The Year in Internet Law
owenPS writes: "This New York Times article has "excerpts from e-mails written by six legal experts about the year's most important developments in law and technology...As in years past, the common element in the experts' responses seemed to be a sense that Internet law -- and cyberspace itself -- is still unfolding and that new battle lines are forming even as old conflicts are settled.""
Slashdot does a better job than most at warning readers that a linked-to site may require registration, or contain sensitive subject matter, etc.
However, you should realize, due to the nature of the internet, that there is no guarantee that the object you will find at this location[does not exist] will be anything like what it was when I gave you the reference by posting it here, or even that the site will let you access it at all.
In other words, yeah, registration sucks, but don't blame the messenger.

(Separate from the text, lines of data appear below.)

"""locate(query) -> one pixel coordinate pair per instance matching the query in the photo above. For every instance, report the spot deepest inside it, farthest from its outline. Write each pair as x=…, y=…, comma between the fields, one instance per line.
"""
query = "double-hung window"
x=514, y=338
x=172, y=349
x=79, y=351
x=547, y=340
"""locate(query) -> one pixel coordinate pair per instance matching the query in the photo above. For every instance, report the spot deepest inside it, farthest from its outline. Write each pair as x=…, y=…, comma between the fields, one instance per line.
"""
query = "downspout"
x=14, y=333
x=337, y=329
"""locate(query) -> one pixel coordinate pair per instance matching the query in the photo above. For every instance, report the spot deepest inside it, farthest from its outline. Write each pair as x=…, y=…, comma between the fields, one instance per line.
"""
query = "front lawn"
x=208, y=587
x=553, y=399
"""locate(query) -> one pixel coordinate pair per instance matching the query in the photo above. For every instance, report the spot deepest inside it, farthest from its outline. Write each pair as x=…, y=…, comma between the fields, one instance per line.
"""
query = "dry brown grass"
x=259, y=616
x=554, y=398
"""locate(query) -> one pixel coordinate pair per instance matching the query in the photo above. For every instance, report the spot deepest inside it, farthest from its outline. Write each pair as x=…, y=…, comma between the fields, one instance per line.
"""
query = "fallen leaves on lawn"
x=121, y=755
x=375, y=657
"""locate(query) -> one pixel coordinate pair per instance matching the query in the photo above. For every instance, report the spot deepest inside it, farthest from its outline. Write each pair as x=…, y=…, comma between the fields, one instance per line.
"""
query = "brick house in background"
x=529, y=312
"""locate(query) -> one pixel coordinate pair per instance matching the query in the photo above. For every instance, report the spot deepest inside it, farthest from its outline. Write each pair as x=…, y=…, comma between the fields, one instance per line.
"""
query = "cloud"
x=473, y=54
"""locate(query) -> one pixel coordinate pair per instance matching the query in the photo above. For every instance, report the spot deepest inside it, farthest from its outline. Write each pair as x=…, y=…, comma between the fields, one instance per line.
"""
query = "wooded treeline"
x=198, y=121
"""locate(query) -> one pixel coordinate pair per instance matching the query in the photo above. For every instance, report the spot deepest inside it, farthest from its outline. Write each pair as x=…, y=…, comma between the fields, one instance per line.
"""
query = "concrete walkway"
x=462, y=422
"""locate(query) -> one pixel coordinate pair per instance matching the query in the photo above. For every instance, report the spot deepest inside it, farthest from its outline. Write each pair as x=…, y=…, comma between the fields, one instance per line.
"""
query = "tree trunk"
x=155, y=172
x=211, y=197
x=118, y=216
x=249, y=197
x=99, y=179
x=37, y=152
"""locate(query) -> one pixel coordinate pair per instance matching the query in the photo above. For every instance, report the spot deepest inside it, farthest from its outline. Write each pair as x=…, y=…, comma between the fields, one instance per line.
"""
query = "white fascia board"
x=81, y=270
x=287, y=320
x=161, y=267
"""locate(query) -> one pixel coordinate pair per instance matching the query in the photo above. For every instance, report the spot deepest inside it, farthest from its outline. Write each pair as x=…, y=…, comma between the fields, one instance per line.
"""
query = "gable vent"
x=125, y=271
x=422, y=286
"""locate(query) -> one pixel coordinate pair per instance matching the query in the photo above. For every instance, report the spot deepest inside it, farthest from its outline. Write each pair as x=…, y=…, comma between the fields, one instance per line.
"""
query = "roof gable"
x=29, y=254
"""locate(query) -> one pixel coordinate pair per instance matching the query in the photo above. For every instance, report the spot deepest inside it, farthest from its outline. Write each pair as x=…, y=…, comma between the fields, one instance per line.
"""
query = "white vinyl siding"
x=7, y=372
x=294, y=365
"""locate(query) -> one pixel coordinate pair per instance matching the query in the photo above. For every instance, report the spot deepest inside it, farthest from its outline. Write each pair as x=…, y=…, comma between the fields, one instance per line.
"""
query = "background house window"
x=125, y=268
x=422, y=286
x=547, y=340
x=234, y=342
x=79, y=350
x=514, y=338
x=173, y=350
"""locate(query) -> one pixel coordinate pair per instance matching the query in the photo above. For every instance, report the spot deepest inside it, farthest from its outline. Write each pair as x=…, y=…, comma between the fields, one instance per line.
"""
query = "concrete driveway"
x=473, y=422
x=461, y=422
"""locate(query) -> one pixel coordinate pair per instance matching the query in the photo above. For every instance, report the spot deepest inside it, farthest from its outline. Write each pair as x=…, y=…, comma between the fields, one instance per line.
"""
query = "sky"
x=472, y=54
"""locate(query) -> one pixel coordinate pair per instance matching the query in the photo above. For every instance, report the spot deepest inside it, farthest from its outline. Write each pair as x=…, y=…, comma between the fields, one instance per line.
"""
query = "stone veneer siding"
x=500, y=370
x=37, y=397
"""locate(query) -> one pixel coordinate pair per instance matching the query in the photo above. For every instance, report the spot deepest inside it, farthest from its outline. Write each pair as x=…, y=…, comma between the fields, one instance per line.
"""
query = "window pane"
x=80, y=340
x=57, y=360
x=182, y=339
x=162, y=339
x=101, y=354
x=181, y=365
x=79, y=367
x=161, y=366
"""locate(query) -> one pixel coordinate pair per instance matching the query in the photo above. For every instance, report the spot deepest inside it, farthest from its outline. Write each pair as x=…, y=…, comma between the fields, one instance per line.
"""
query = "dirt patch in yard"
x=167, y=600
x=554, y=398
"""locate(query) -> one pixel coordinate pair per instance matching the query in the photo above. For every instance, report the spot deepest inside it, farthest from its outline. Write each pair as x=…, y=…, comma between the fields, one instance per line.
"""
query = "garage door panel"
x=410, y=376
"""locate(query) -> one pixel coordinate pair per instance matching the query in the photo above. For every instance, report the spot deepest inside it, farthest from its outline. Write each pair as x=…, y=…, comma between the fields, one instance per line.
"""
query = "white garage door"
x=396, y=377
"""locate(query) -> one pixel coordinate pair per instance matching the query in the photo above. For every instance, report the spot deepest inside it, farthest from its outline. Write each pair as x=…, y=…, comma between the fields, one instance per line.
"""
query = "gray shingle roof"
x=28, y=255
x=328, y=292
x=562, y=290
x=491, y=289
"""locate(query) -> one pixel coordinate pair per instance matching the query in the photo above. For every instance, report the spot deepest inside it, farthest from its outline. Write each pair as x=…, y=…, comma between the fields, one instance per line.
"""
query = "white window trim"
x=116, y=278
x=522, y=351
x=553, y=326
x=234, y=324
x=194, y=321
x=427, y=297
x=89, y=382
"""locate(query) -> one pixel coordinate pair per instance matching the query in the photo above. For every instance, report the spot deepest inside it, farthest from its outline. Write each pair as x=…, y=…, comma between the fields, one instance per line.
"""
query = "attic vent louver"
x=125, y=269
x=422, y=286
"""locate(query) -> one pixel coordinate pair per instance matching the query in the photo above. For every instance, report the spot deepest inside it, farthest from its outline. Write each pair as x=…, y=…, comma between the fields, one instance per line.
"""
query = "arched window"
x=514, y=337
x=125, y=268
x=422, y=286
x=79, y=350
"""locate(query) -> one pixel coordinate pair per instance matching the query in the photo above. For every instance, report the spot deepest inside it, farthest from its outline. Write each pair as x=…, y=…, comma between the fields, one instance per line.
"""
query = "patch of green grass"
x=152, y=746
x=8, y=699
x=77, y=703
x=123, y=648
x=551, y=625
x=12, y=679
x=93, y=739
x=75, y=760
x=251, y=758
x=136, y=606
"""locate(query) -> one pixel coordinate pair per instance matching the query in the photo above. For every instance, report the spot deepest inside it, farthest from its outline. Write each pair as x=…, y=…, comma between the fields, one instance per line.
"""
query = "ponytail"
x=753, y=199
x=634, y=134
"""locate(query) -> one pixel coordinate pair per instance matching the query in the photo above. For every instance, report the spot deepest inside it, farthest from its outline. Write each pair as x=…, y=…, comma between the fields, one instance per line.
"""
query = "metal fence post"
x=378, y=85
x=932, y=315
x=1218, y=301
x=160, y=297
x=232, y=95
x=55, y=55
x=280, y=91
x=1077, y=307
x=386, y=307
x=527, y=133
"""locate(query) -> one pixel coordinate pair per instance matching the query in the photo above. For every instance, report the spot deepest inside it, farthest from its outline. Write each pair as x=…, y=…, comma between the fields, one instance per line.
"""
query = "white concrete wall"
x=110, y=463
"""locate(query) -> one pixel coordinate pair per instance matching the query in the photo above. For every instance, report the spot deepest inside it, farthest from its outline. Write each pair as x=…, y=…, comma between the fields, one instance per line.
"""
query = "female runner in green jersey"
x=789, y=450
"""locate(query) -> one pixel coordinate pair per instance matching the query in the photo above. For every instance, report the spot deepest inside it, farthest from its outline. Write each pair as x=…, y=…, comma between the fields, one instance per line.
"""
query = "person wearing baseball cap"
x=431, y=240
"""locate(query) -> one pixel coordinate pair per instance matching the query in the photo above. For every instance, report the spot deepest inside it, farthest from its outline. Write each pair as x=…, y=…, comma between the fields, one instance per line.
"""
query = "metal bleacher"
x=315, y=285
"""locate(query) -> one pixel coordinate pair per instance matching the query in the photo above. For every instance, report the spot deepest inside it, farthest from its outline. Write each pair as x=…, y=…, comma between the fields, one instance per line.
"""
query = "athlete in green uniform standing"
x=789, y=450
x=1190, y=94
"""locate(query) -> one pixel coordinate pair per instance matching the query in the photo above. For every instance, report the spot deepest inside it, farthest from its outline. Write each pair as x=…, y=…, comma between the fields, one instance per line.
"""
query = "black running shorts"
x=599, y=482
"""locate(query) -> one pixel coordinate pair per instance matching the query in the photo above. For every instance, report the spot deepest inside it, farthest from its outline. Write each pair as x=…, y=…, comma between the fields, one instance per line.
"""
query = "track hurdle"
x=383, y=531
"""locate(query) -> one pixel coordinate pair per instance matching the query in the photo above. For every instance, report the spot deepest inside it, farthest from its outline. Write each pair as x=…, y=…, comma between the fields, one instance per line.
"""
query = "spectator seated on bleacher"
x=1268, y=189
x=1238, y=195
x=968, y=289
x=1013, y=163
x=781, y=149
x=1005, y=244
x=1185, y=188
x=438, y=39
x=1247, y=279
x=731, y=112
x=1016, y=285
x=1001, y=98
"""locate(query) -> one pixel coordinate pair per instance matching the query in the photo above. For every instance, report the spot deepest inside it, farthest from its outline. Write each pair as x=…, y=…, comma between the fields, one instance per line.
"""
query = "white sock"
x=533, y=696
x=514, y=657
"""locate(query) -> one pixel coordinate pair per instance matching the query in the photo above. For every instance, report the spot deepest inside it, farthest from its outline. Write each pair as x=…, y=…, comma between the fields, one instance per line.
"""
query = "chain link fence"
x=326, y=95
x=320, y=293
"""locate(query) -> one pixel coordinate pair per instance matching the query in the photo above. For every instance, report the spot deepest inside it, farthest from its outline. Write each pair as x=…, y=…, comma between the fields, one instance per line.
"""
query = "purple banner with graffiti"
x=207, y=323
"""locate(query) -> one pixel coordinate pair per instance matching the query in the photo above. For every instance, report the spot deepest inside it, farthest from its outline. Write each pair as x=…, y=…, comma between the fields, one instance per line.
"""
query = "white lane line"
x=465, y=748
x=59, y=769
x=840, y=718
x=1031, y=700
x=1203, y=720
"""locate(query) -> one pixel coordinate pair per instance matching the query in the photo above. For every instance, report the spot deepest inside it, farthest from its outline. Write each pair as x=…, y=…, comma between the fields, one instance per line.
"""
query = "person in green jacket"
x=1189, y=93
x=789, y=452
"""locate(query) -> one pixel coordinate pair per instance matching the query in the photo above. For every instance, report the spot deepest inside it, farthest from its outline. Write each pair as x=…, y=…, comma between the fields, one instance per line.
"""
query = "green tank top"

A new kind of meat designed to appeal to vegetarians.
The first response to this story was post number 2767032 posted at 6:51 in the reference timezone.
The post contains approximately 500 words, posted 3 minutes after the story was posted. If we neglect the time spent reading the story, the linked story, and all network delays, and presuming the post was not proofread, this still amounts to a raw typing speed of over 150 words per minute; impressive by any standard.
Clearly, this was a pre-written screed against Linux by some individual with more interest in destroying the Linux community than in building their own. It was clearly tied to an automated system to post this pre-written reply in response to any slashdot story meeting it's criteria.
It's a bit unusual, not at all unexpected, and clearly counterproductive to even their own objectives. I wonder where the author expects to be once the internet becomes nothing more than a battleground for competing perl scripts. After all, you can't market to a robot.
Then again, some people are just idiots.
A new kind of meat designed to appeal to vegetarians.